Les Paysans and Le Lorier
From Report and Transactions of the Societe Guernesiaise 1892; Report of the Archaeological Section, by J James Carey.
'It was getting late in the season when I first met the Society of Natural Science in their excursion trips, so that I can only describe what came under our notice for the three or four days I was with the members. Everyone knows that high stone situated in a field just off the road from L'Erée to St Peter's, on the west side. It is called on the maps 'Longue Roque,'¹ [also known as 'La Longue Pierre' and 'La Palette ès fées,' or 'Fairies' bat'] close to the farm called Les Paysans [McCormack 323], now occupied by Mr Le Mesurier. He kindly allowed me to excavate underneath this stone. The old legend accounts for its being there that a fairy had in the quiet of the night brought it in her silk apron, and placed it in its upright position; further, the general belief in Guernsey was that the stone was as deep in the ground as what it shows above. I was determined to find this out, so, accompanied by Mr Nesfield, we commenced on the north-east side; digging down 2 feet 6 inches though yellowish soil we came to gravel. In this gravel we found a long oval round water-worn stone weighing about 2½ lb., and about 18 inches from the surface came on a stone which appeared to us like a support to the large stone. At 3 feet 2 inches below the surface, we came to the bottom of the stone, bedded in yellow clay. Thus the total length of the stone in 11 feet 6 inches out of the ground and 3 feet 2 inches below the surface, 14 feet 2 inches in all. The average circumference is about 11 feet; so the weight of this huge stone is about 8 tons. There are decided water-worn markings on the south side of this Longue Rocque and also on top.

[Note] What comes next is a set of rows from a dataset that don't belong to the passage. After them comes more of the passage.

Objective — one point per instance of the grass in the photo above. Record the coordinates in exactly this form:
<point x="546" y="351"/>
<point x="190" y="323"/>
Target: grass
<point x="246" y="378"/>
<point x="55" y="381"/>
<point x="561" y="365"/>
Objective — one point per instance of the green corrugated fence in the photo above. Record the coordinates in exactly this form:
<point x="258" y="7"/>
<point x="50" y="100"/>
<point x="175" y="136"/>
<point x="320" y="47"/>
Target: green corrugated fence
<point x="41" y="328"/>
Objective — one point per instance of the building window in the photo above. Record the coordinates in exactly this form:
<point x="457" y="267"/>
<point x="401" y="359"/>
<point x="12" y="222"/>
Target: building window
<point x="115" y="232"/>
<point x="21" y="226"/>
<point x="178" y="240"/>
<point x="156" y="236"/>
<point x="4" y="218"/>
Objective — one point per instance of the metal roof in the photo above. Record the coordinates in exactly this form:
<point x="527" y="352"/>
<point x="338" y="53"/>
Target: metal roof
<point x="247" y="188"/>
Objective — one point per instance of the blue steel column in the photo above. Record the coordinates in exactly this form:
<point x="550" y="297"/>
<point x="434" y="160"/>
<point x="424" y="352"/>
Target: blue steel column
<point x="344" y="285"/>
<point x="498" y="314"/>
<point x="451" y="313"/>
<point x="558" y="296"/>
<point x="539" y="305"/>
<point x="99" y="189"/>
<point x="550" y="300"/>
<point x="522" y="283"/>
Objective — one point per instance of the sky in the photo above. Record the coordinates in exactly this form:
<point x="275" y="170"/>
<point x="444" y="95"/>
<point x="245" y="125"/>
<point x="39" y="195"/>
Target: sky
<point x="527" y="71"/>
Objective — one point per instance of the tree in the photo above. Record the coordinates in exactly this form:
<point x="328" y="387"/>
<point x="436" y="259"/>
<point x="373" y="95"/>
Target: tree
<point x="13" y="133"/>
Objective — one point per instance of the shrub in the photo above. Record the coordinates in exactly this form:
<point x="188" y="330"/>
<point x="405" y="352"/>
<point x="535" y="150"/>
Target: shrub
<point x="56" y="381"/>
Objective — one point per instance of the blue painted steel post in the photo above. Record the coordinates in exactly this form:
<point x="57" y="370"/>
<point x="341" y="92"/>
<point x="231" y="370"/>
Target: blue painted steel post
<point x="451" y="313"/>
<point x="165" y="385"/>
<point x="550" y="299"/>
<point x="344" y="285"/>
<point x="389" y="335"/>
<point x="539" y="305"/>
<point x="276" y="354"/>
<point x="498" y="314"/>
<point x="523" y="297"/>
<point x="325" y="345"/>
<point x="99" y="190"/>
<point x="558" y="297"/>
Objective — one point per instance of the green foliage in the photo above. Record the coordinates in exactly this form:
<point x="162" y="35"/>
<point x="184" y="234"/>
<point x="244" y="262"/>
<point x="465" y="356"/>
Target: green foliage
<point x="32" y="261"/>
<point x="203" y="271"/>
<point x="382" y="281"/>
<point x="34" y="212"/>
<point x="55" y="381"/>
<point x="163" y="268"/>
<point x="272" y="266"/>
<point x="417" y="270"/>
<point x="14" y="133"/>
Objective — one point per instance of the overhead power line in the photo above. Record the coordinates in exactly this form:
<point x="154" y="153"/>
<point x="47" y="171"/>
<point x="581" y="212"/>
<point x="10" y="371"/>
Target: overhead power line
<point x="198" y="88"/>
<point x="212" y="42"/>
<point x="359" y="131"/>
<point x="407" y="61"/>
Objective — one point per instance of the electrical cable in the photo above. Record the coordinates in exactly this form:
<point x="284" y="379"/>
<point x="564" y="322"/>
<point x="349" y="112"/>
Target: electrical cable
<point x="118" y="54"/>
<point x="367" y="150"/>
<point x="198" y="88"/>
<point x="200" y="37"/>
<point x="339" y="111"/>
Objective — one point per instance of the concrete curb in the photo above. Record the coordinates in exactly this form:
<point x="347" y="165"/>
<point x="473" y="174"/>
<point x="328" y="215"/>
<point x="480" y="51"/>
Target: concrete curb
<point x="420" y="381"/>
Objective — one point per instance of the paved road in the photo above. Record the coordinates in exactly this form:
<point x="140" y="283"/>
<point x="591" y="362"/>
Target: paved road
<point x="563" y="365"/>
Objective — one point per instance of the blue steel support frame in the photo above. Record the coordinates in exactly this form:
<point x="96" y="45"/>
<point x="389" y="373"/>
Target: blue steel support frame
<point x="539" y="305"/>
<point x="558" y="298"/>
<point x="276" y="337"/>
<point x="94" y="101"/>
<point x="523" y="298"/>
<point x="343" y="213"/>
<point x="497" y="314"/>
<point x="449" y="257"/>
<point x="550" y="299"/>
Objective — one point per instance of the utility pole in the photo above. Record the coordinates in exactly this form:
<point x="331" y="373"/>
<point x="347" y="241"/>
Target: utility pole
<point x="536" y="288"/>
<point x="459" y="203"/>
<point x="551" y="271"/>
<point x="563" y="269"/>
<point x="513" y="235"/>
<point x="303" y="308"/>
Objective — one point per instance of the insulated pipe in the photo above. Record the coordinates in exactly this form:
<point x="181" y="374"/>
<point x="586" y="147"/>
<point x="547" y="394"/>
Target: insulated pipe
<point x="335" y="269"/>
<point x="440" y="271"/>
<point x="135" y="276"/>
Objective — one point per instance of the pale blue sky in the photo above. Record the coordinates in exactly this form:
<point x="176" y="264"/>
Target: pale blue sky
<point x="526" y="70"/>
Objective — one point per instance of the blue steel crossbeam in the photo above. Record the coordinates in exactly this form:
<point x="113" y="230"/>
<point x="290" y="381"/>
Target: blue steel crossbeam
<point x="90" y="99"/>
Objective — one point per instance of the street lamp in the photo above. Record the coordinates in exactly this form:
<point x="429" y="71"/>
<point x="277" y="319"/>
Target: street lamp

In the Paysans Farm is a small trough supposed at one time to have been used to hold holy water, hollowed out of a beach stone. I know many of these little troughs lying about at different farm houses in this parish. There is also a niche in the hall, similar to those at the King's Mills, in three or four houses there. This may have been intended to hold figures of saints.
We then passed on to an old farm called 'Lorier,' in St Saviour's parish [McCormack 393], belonging to the Torode family. The date given is 1687, printed in small pebbles stuck in plaster over a window in an upper room, with the letters MOYNT, believed to be that Nicolas Torode built the house. In the same room is a handsome only fireplace in well-carved stones; over the fireplace are the words, 'La paix de Dieu soit ici,' 'the peace of God be here.' This is about the finest old fireplace I have seen in this island. Some have carved heads and are very quaint; the workmanship is rough, but there is a refinement about this. In the same room is a bedstead or cupboard, the first of its kind I have seen in Guernsey. How the people of old could have passed eight or ten hours in such a miserable box, 6 by 6 by 5, when the curtains were closed, sunk down in feather beds and feather pillows in a small stuffy room, is beyond belief.'²
In this report James Carey also talks about his excavations on Lihou island and the Robilliard house, 'Les Clercs', in St Peter's, St Brioc, St Appoline, Vazon and the Grande Mare.
27.11.1958. General Oliver de Lancey Williams notes in Guernsey granite fireplaces: 'This farm has been entirely renovated and the fireplace has been removed. It is now called 'Westward Ho.' The fireplace is at Mr Le Couteur's yard at L'Erée. He did the rebuilding of the house.' Le Couteur took the fireplace in part payment of the building costs.
¹ See also, 'La Palette des fées,' by T F Priaulx, in Quarterly Review of the Guernsey Society 1964, and by the same author, 'Le Messurier houses in the western parishes,' Rep. & Trans. Soc. Guernesiaise, 1951, p. 146. The Palette was also the site of the burning of a 'guy' on November 5th: Edith Carey, in her Report to the Folklore Section in the Rep. & Trans of the Société Guernesiaise, 1922, says, 'The Rev. J A F Ozanne reports to me that, up to the other day when, as you know, the ceremony was abolished, the parishioners of St Pierre du Bois and St Saviour's burned their 'Guy Fawkes' at the foot of the menhir at Les Paysans. There they danced round the flames of the funeral pyre [..].'. Lieut-Col T W M de Guérin, in his 'List of dolmens, menhirs &c' in the Transactions of La Société Guernesiaise, Vol. IX, 1921-5, p. 45: 'This is the largest existing menhir in Guernsey. [...] It is first mentioned in Lettres [under seal] of 20 April 1487' when Nicolas de Lisle, son of Olivier, of St Pierre-du-Bois, sells a strip of land to the east of it to Pierre Le Mesurier, son of Pierre of the same parish. 'A cross stood in the road near it.'
² See Guernsey Folk Lore, p. 249, 'The dole of loaves at Le Laurier:' loaves were distributed to the poor from this house on Christmas Eve and Good Friday, the reason for which gift being associated with several traditions and legends of the supernatural, including being haunted by a giant black sow and her litter of ravenous piglets [Bois, Jersey Superstitions &c I, p, 397.]